What a crazy week. Lots of competitive games in the third piece of the 16-slice pie known as the NFL regular season. Of course, my attention has been diverted towards tonight; I finally get to see the Saints return to the Superdome where they belong. I wish I could liveblog the experience for everyone, but fortunately for me I'm not chained to the computer like other cybernerds. I'll be out experiencing New Orleans history amidst other people. But you should just know that I'll be debuting my Drew Brees jersey and smiling like an idiot. I might even speak with a Southern accent and pretend that I was exiled from New Orleans last fall. Just kidding. Maybe not. I'll be sparing you my Saints rambling in this space, you can visit the Saints Fanhouse for my coverage of all-things Falcon-thrashing over the next couple of days.
The Bills/Jets, Ravens/Browns, Bears/Vikings, and Panthers/Bucs were all down to the wire. Miami shouldn't even be able to claim a win after barely eeking out over the Titans. And things get weirder.
With the Patriots looking decidedly less than stellar, and the Bills and Jets playing surprisingly frisky ball so far, is there a possibility the AFC East is up for grabs. It's still entirely too early to tell, and through three games anything can still happen. Lord knows what'll happen to Pennington's shoulder when it gets cold outside or whether J.P. Losman can continue to look like a normal NFL quarterback. But it bears noting that pundits were penciling the Jets in for 1-3 wins and they look like they can go 7-9 this year.
Chad Johnson, for all his comic and football talent, does not play well when it matters. Division games. Johnson averages 70 yards and only has two touchdowns in career divisional games. He averages over 100 yards and a touchdown per game in non-divisional contests. He caught one catch for 11 yards in Sunday's game against Pittsburgh after talking a big game all week. Carson Palmer threw 4 touchdowns, none went to Johnson.
By the way, D.J. Williams completely jacked up Kevin Faulk.
Anyone who questioned Chris Simms' toughness should try rupturing their spleen and then running into a brick wall. I've been a critic of his play this far this season; he hasn't looked completely comfortable in the pocket and didn't get his first touchdown of the season until Carolina had taken a 17-0 lead in the third week. Still, he almost won that game despite suffering a potentially career-threatening injury. Jon Gruden indirectly caused Simms to risk his life; Gruden's been especially tough on Simms so far this season despite putting on a friendly face in the media. Word in Tampa is that he's really laid into Simms, and had Simms come out before trying to win that game it probably would have also been the end of his season -- by substitution.

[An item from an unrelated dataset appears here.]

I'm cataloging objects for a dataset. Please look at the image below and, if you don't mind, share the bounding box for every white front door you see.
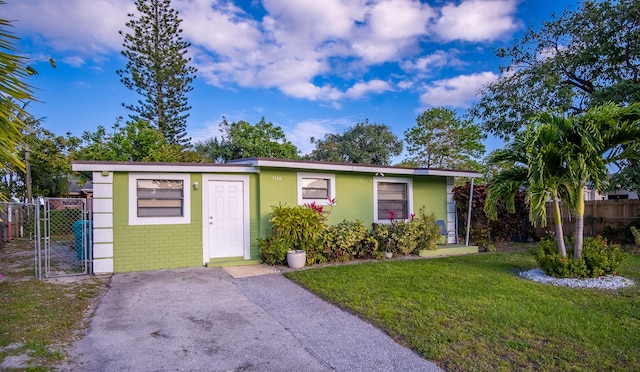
[206,180,245,258]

At different times this offseason, I had both the Cardinals and Rams in the playoffs. I hate to say this because I know it hurts Kyle, but the Rams do not look good. Neither do the Cardinals. The two teams played grab-ass on Sunday, fumbling the ball like they were drinking with Leonard Little all Saturday night.
The Giants hate each other. Or, more accurately, they hate Tom Coughlin. Their season looks over already. I'm not counting them out, because they're suddenly playing with a rejuvenated Amani Toomer, but the Giants are still playing poor defense, still committing penalties on the offensive line, and, unlike last year, are getting NO pass rush from Michael Strahan and Osi Umenyiora. Only two sacks in three games. Ew.